The list of grievances has been well discussed. It begins with a loss of Shaheen Shah Afridi’s potency at the start of an opposition’s innings, and the absence of a reliable opening partner; Haris Rauf leaking runs; a lack of control and threat in the middle overs, without the option of international quality spin bowling.
It continues with a general inability of the batsmen to dominate, shown most clearly when Fakhar Zaman did dominate; the batsmen, and Babar in particular, failing to build on good starts; and the lower middle order being ill-equipped to rescue or finish off an innings.
The tournament was a humbling one for Babar. It was a time to cement his status as one of the world’s leading batsmen, and to silence doubts about his ability to deliver when it matters. Babar leaves India with those doubts echoing loudly in his head. Virat Kohli has shown again how to rise to the moment.
Pakistan were once one of the great sides of one-day international cricket, but it would only be delusional to believe that anymore. Despite a brief spell as the world’s highest ranked team, Pakistan are distinctly in the chasing pack when each nation brings its A-game.
The facts speak for themselves: one World Cup semi-final appearance in the last six tournaments for a nation that once viewed World Cup semi-finals as a birth right. Even the sporadic brilliance that Pakistan cricket is known for has become more sporadic and less brilliant.
Pakistan cricket isn’t short of talent, but it continues to fail in successful player development, fair selection, and optimal match strategy. These are the result of constant changes in governance, administration, and team management.
The short-termism in how the game is run translates into short-termism in how the game is executed on the pitch. The politicians and administrators of Pakistan are as much, if not more, responsible for this run of failures as the cricketers.
Modern fifty overs cricket, to put it simply, is best played as an extended T20 by the batters and a condensed Test match by the bowlers. Pakistan do the exact opposite. Most of the batters are playing a more urgent version of Test cricket, and the bowlers are stuck in T20 mode. The fielders struggle in all formats.

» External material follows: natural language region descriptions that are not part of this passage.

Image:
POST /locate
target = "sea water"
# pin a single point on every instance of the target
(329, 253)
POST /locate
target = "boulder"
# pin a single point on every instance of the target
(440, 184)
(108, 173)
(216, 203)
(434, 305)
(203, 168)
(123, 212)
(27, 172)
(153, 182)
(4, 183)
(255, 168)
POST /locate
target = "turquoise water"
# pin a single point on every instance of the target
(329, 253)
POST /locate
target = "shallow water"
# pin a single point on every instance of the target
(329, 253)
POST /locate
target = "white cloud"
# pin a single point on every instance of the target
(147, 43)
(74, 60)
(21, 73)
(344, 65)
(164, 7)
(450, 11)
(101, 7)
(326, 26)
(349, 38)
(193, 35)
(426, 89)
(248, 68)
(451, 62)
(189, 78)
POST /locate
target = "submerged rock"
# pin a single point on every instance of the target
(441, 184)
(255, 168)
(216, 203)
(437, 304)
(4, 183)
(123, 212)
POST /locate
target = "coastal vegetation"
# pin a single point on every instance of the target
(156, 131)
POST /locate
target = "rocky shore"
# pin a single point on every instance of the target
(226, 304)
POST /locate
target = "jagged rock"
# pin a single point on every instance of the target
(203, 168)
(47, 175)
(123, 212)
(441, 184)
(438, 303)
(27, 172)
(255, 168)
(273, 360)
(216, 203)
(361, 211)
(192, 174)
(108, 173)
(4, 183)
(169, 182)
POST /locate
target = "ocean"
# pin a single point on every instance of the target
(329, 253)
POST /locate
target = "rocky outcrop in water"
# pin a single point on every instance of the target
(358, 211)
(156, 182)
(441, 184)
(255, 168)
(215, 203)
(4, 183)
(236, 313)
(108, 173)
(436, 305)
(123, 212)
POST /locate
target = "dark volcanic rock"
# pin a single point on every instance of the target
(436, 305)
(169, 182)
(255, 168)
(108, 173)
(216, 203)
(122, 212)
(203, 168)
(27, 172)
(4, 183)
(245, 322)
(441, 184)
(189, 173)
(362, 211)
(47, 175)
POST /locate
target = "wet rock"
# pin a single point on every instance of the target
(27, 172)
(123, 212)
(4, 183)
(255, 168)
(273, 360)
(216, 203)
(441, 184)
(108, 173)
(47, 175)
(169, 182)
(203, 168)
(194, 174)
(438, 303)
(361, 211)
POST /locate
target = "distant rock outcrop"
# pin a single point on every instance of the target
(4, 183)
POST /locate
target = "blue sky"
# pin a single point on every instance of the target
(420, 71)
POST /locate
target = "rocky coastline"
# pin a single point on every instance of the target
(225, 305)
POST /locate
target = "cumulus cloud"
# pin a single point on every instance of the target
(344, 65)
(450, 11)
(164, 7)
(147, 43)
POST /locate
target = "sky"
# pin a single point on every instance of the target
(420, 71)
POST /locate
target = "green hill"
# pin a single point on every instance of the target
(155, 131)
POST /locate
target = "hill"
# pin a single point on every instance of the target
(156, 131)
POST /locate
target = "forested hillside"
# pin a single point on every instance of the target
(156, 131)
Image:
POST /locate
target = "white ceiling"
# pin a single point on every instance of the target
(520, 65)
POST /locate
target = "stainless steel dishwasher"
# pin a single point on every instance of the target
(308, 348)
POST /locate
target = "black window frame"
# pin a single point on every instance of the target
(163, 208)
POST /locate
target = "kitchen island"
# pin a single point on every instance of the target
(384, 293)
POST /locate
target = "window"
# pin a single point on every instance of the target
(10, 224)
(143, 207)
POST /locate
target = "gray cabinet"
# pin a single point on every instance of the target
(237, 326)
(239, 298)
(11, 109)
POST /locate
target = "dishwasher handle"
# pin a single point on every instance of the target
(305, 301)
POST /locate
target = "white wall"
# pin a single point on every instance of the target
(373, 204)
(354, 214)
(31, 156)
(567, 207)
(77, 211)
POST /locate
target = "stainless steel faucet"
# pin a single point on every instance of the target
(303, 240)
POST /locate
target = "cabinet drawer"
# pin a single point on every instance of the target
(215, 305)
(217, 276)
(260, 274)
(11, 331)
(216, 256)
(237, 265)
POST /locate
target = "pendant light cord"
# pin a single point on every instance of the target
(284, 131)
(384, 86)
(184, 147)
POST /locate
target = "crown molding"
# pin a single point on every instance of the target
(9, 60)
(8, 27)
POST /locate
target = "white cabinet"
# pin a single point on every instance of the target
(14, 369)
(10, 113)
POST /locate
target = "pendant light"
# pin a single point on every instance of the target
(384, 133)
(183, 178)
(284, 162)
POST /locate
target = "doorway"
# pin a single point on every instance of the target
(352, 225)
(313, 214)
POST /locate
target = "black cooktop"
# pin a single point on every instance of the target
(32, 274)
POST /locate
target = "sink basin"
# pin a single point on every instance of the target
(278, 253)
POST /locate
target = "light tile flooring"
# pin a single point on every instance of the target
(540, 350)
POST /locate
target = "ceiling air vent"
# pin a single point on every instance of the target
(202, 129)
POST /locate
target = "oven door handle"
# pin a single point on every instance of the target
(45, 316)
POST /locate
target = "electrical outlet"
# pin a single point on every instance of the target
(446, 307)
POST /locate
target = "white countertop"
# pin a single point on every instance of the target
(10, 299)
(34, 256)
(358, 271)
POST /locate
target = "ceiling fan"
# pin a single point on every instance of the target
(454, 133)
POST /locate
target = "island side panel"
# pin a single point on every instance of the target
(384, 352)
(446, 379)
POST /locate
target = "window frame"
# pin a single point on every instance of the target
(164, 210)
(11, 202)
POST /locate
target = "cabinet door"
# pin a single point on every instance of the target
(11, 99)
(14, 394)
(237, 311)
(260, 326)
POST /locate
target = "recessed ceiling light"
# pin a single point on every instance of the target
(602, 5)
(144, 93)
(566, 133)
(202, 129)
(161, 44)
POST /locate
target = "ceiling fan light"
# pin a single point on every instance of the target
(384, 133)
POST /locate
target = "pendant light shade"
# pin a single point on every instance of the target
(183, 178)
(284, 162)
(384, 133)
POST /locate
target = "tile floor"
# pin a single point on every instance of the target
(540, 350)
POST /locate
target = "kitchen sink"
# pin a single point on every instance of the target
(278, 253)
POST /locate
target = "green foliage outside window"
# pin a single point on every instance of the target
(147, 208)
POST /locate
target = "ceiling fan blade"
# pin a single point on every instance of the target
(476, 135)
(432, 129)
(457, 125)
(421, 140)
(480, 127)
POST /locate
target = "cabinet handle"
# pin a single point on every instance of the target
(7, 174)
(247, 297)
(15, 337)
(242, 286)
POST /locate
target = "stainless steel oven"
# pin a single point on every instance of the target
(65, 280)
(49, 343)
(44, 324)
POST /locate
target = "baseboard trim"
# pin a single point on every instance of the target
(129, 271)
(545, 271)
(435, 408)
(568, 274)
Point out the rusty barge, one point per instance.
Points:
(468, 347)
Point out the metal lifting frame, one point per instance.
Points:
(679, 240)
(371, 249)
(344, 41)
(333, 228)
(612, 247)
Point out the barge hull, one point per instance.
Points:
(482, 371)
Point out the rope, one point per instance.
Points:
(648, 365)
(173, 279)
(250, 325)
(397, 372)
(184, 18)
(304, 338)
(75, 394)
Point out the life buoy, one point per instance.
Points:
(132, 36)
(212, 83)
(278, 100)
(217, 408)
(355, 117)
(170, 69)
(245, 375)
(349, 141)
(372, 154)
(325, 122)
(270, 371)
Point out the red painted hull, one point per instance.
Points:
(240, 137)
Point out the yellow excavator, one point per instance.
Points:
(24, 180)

On the team itself, Pakistan have much to reconsider: a batting order capable of playing an extended T20; more new ball options; a revival of world class spin bowling; and deep thought on the coaching, captaincy, and squad development for each format.
Babar, the leader, looks worn and out of ideas. His mainstays didn’t deliver. Mohammad Rizwan has lost his edge by being overplayed. Haris is a bowler without a clear sense of where to bowl except at the death. Imam-ul Haq, Iftikhar Ahmed, Hassan Ali, and even Shadab Khan may have passed their sell-by dates in this format. Mohammad Nawaz isn’t convincing at international level.

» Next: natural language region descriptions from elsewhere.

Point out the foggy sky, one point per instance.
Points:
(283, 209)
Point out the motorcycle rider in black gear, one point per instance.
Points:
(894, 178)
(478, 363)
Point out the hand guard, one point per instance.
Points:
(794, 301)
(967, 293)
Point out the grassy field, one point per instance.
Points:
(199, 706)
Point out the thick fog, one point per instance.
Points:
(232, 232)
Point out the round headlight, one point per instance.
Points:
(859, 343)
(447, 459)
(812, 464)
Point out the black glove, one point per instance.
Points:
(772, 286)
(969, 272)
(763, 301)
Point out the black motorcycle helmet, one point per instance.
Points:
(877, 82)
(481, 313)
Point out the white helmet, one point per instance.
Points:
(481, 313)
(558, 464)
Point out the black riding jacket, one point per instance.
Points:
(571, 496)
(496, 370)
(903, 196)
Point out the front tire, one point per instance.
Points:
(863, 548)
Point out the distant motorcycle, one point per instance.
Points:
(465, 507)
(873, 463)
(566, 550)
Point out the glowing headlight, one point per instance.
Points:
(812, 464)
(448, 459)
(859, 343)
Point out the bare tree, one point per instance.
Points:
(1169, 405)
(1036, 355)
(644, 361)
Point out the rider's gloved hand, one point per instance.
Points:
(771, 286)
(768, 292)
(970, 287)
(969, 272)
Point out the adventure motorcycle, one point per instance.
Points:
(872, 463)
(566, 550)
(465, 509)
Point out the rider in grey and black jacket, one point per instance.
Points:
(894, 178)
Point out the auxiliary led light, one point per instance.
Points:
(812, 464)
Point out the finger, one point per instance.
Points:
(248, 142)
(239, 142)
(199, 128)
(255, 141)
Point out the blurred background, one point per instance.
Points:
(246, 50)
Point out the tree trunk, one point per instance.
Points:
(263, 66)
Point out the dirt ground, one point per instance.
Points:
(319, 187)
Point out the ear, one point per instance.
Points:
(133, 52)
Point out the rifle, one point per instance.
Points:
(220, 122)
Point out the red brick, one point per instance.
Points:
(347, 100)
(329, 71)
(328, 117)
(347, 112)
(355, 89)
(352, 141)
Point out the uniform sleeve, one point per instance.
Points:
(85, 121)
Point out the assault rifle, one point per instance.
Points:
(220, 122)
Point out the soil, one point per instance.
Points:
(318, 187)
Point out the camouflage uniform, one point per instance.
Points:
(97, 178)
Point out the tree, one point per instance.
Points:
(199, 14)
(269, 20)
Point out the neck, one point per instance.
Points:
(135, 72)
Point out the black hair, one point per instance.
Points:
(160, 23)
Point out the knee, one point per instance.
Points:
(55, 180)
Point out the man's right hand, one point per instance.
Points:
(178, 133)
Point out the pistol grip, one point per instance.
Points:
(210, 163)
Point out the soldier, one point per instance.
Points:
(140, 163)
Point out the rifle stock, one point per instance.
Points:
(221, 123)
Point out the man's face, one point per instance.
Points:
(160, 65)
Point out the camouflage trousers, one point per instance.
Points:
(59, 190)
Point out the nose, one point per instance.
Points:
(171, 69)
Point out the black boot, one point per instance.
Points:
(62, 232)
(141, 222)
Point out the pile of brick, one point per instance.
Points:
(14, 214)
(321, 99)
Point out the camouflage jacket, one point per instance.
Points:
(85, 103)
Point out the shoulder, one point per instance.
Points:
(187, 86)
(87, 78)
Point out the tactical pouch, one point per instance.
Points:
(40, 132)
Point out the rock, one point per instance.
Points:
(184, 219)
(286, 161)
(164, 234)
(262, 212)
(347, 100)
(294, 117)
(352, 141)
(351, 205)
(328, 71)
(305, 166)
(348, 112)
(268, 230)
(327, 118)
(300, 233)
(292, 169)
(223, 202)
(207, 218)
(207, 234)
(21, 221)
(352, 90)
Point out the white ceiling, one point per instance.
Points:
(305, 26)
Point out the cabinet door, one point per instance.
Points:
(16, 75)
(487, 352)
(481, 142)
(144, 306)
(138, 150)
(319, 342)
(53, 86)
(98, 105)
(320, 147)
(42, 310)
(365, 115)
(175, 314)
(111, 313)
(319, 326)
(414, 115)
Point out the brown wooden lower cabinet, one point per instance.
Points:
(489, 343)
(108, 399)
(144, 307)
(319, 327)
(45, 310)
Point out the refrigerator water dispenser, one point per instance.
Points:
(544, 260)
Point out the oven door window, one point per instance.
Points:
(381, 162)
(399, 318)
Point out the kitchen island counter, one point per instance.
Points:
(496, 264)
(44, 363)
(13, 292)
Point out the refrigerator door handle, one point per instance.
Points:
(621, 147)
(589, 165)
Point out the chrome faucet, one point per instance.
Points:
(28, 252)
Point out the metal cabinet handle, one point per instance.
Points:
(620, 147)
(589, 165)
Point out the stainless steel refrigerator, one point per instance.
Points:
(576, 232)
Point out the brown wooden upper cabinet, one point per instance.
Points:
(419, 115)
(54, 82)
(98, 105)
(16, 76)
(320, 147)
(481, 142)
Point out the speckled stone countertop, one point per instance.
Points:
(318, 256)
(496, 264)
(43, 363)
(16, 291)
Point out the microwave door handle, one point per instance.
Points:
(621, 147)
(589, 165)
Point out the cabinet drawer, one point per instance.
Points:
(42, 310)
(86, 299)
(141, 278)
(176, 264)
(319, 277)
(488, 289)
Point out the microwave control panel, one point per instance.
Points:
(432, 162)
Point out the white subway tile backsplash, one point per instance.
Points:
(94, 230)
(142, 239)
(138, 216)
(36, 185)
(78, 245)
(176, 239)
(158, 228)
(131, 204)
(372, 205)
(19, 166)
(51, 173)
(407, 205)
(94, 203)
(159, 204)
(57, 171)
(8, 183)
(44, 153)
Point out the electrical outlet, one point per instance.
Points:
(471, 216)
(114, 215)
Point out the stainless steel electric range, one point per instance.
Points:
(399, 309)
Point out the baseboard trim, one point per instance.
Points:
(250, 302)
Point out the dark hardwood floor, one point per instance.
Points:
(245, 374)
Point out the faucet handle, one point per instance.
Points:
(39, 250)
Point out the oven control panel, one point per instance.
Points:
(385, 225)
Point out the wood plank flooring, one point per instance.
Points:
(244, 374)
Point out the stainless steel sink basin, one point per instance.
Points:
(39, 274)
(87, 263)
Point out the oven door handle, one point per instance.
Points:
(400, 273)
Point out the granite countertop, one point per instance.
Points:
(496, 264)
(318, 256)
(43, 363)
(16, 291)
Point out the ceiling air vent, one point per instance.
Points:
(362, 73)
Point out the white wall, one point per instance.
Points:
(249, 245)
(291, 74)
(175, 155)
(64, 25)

From this eleven, Afridi and Fakhar are players to build the team around. Abdullah Shafique and Mohammad Wasim are talents to nurture. And the amount of cricket that Babar, Afridi, and Rizwan play must be carefully managed.
An overhaul must start now to prepare for the 2027 World Cup in South Africa, with the 2025 Champions Trophy as an important staging post. It would be a mistake to still rely on this shallow pool of players for fear of a bad showing in the home tournament.
Something needs to change. Pakistan’s fans and, yes, the cricketers deserve better. Pakistan cricket is at its best when a varied world class bowling attack is backed by daring batting. New Zealand is a country of 5 million people. England 60 million. Neither of those countries prioritises cricket in the way Pakistan’s 200 million population does, yet the robustness of their cricket structure compensates.
India has shown what matching the strength of the national cricket structure with the strength of the national passion can achieve. It is a World Cup that India’s cricketers deserve to win, but Modi and his political cronies deserve to lose. Pakistan, in the end, probably deserved what they got: a tournament of regrets.